Sara Sorribes Tormo – Aryna Sabalenka
Typ: Sabalenka win
Kurs: 1.35
Alejandro Davidovich Fokina – Diego Schwartzman
23.10.2020 r. – 15:30
Starcie dwóch zawodników specjalizujących się w grze na kortach ziemnych. Można powiedzieć, że dzisiejsze korty są idealne dla tych zawodników, mimo że nie jest to antuka. Nawierzchnia w Kolonii jest nieco wolniejsza niż hardy, do których jesteśmy przyzwyczajeni. Mam wrażenie, że Alejandro potrzebuje jeszcze czasu na grę z dużo bardziej doświadczonymi rywalami. W takich starciach zaczyna tracić głowę i psuje bardzo dużo łatwych piłek. Ponadto jest już w od ponad tygodnia na kortach w Niemczech, gdzie brał udział także w pierwszej edycji tego turnieju w singlu, jak i w grze podwójnej. Myślę, że zmęczenie powoli wychodzi i widać to było w pojedynku ze Stevem Johnsonem. Bardzo liczne wyrzucanie piłek w aut. Wolniejszy serwis niż w pierwszym tygodniu oraz spora ilość niewymuszonych błędów. Do tego bardzo słaba głowa, która nie pozwoliła mu wygrać, np. ze Zverevem w półfinale, gdzie Niemiec grał bardzo słabo. Ci panowie już raz się ze sobą spotkali i to nawet w tym roku. Miało to miejsce podczas Australian Open. Tam lepszy okazał się Argentyńczyk, który wygrał z przewagą 11 gemów w trzech setach.
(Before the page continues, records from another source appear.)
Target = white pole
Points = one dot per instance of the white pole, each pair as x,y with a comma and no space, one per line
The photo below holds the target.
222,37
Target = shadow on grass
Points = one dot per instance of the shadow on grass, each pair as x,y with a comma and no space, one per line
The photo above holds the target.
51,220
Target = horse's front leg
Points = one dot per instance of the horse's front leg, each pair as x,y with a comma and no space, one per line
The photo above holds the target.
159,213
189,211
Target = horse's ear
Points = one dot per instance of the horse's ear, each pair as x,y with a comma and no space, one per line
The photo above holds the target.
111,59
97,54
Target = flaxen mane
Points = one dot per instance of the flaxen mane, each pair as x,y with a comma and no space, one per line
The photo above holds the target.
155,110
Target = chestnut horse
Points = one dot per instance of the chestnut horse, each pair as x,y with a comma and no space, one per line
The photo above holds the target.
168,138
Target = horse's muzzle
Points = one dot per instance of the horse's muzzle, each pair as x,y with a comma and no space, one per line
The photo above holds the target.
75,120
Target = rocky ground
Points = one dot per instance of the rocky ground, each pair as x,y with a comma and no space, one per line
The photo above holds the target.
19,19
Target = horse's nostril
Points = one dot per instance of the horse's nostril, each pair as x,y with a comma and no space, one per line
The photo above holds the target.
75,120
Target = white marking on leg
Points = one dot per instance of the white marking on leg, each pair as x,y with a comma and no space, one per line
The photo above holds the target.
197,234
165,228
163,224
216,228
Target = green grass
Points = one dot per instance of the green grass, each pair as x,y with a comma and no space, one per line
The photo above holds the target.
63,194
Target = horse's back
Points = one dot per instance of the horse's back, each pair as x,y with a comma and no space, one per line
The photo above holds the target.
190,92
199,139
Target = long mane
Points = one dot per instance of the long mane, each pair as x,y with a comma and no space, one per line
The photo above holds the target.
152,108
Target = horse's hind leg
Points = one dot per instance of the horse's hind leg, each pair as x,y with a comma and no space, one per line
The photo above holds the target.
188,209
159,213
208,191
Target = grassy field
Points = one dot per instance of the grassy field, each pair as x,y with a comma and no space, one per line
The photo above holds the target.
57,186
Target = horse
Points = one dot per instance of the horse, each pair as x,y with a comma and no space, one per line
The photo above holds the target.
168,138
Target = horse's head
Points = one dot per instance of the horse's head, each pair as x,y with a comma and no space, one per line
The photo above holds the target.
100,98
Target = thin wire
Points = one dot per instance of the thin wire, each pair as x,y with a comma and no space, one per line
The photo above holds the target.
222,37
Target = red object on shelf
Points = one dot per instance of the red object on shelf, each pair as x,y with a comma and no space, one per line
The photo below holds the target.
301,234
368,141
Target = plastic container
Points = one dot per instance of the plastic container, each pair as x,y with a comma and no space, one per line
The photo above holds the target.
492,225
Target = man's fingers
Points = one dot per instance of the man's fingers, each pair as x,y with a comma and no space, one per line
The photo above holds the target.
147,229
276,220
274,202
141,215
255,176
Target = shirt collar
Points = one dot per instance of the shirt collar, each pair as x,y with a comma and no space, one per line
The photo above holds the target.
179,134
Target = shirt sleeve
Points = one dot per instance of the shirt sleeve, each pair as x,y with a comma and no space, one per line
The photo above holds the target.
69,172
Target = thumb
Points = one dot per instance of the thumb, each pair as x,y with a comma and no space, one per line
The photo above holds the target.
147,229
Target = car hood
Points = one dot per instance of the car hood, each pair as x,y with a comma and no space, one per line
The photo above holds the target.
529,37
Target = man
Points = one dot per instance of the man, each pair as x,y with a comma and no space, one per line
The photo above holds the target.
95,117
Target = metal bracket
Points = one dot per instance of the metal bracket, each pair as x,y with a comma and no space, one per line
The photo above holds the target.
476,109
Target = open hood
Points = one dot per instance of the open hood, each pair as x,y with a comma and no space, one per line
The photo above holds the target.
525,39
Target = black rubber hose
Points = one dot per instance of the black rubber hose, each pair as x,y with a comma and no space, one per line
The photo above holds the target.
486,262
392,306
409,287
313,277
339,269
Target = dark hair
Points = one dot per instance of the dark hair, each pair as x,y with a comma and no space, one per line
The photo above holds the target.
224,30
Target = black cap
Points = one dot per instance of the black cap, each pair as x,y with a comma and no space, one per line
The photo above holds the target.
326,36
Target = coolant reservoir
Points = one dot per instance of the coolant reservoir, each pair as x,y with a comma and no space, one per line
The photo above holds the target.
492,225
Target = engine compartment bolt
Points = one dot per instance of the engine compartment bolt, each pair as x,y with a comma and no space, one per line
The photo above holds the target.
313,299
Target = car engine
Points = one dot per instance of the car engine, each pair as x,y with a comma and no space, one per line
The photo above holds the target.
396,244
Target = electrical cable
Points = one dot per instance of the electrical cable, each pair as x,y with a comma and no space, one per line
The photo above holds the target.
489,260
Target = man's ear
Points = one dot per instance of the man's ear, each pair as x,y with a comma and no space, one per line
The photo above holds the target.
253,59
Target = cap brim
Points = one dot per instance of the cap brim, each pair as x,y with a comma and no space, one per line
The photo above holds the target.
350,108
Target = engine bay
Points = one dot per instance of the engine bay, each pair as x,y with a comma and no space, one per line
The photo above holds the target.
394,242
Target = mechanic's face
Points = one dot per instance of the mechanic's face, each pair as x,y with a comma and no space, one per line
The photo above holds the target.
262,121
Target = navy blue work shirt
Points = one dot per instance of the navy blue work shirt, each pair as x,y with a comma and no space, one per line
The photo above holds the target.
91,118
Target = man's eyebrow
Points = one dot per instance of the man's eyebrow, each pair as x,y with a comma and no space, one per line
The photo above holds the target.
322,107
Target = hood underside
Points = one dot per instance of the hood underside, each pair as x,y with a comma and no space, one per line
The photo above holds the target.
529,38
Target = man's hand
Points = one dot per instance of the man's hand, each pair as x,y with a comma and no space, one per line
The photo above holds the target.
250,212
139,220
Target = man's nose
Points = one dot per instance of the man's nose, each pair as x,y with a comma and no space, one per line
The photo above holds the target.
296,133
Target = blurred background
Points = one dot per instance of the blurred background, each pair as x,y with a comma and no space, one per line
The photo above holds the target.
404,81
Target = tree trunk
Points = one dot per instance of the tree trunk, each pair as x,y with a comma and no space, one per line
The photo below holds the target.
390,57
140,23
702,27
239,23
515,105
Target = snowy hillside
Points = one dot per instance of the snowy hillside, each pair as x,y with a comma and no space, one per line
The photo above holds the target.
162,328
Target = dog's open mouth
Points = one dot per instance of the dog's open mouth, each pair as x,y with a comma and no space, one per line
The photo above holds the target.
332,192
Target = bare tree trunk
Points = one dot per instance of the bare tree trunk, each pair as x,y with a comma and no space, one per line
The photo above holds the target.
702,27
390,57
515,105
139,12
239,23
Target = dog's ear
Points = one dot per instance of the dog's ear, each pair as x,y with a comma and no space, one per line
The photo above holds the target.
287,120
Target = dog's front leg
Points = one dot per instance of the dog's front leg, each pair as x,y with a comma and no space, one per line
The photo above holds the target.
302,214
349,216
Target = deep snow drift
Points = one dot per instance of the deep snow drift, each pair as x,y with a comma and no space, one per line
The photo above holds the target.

Diego ma okazję po raz pierwszy w życiu zakończyć rok w pierwszej 10 rankingu ATP i nie sądzę, że będzie chciał umocnić się na tej pozycji i ryzykować stratę punktów w późniejszym turnieju w Paryżu. Pierwszy jego mecz na tych kortach pokazał, że bardzo mu ten obiekt pasuje. Wygrał wysoko z gospodarzem, Otte. Niemiec jest w bardzo dobrej formie ostatnio i nawet lekko zdziwił ten fakt, że został odprawiony aż tak szybko. Schwartzman pozwolił tylko na 5 gemów swojemu rywalowi i pokazał, że jest w rewelacyjnej formie, po zakończonym ostatnio French Open. Myślę, że ten mecz może być dłuższy niż za pierwszym jego pojedynkiem, ale zakończy się takim samym rezultatem. Tak więc gramy na win Argentyńczyka.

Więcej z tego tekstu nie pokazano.